Quantcast

The Gift Of Giving Back

It’s never easy
planning a birthday party for your child, no matter the age. This year,
consider thinking a little out of the gift-wrapped
box by requesting donations in lieu of gifts from party guests. Some New York
City organizations have been noticing this unique celebration as an inspiring
new trend. Here, three charities give their take on the idea. But don’t forget,
as you contemplate incorporating this new tradition, be sure to keep the focus
of the day on the birthday boy or girl—after all, it’s his or her celebration!

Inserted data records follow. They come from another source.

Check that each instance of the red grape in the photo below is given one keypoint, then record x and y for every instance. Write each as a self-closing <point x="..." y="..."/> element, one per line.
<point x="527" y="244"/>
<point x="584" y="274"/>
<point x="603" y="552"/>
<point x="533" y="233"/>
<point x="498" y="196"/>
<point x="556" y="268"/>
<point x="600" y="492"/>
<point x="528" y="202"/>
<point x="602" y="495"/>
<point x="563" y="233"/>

Baby Buggy, founded by Jessica Seinfeld and now in its 10th
year, works with a network of more than 50 community-based organizations to
distribute new and gently used items to families in need. “We were created as a
mechanism for families to give back,” explains Executive Director Katherine
Snider.

WHAT THEY’RE
ABOUT
Baby Buggy operates with
a small but solid staff, ensuring that 84 cents on every dollar donated goes
straight to helping families. “Our motto is Love. Recycled,” says Snider. “This
message of giving donations in lieu of birthday gifts is a great extension of
[that] motto.”

WHAT TO GIVE Gently used or new
items. This summer, in honor of
their daughter’s first birthday, one Manhattan family raised over $2,100, and actors Ana
Ortiz and Ali Larter both recently held their baby showers to benefit Baby
Buggy.

WHAT IT TEACHES
YOUR KIDS
Snider suggests a
combination of gifts and donations. Buy your child a special present of his
choosing and also ask birthday guests for donations. “You get something but you
also give something,” says Snider.

Visit
babybuggy.org for more information. 


charity: water sees about 51% of their online fundraising
campaigns as birthday campaigns. “Every year we have very young kids who decide
to give up their birthday gifts,” says Merry McCarron, Online Community
Manager. “It’s amazing to see how kids connect with the cause—clean water is
very much a children’s issue.”

WHAT THEY’RE
ABOUT
charity: water is a
non-profit organization dedicated to bringing clean, safe drinking water to
people in developing nations. To date, charity: water has funded 4,282 water
projects that will benefit 2,060,000 people in 19 countries.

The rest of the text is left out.